The Indian Masters, the country's first-ever European Tour event seems to have hit the rough quite literally.

The $2.5 million tournament is a bone of contention between the Professional Golf Tour of India and the sports' apex body, the Indian Golf Union.

The PGTI are upset at not being involved in the planning of the event.

"It's basic protocol to come into the country and sit down with the professional body which ever it is, PGAI or PGTI, , mean they can't just walk into the country and say ok we are going to give you 20 spots, who has given the right to the European tour to just give us 20 spots," said Digvijay Singh, Member, PGTI.

The issue of spots in fact is unique in itself. The Asian Golf Tour offers India 40 spots at the Hero Honda Indian Open, the number that the PGTI is now looking to get even at the Indian Masters.

However European tour events in Europe generally offer single digit spots to domestic players since those countries don't have domestic tours as large as India.

The second part to this conflict is the Asian Tour's unhappiness with its European counterpart. They've called its approach aggressive, in violation of the protocol of the International Federation of PGA Tours, and one that also leaves the Asian Tour out of the loop.

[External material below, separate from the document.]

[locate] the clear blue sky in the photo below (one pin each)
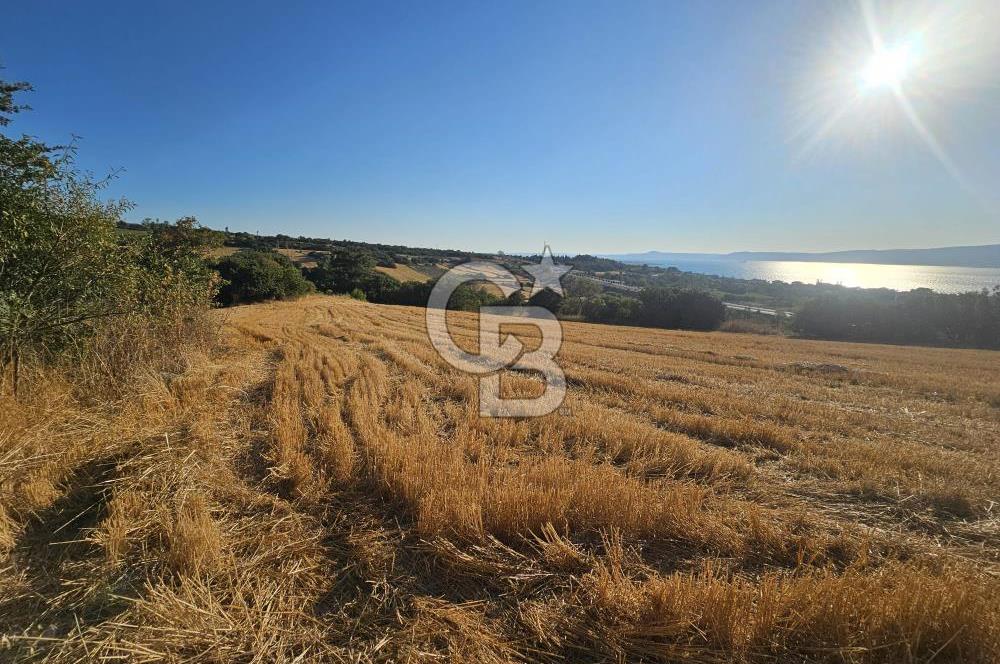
(601, 127)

"There are certain unwritten rules and certain understandings between federation of international golf tours so ((bridge)) what happens is, if and when the European tour comes into India or the Asian region, it has to essentially in consultation with the Asian tour," said V Krishnaswamy, Media Advisor, Asian Tour.

But while the aggrieved parties have been left out, the European Tour said that its future strategy does not allow for any co-sanctioned events in Asia.

The PGTI for its part does not want to alienate the Asian Tour since its their gateway into the international circuit. But in all the chaos, it s the Indian pro who's got stuck in the middle. The IGU however is confident the interests of the sport will be well taken care of.

"PGTI will come one board with us, I have also spoken to the CEO of the Asian tour who was very candid and mentioned very clearly that they are not going to be a hindrance to the tournament nor can they stop the tournament.

"As regards where we stand, we had discussions yesterday with the golf in Dubai people and they are committed to bring the European tour to India and we are committed to the promotion and development of golf in the country and we are bringing the tour to India," said Wing Commander Satish Aparajit, Secretary General, IGU.

An ironic situation for an event that was pitted to take Indian golf to another level altogether. But while the PGTI and the IGU settle their differences, we hope that India still gets to see the likes of Ernie Els and Retief Goosen tee off next Febuary.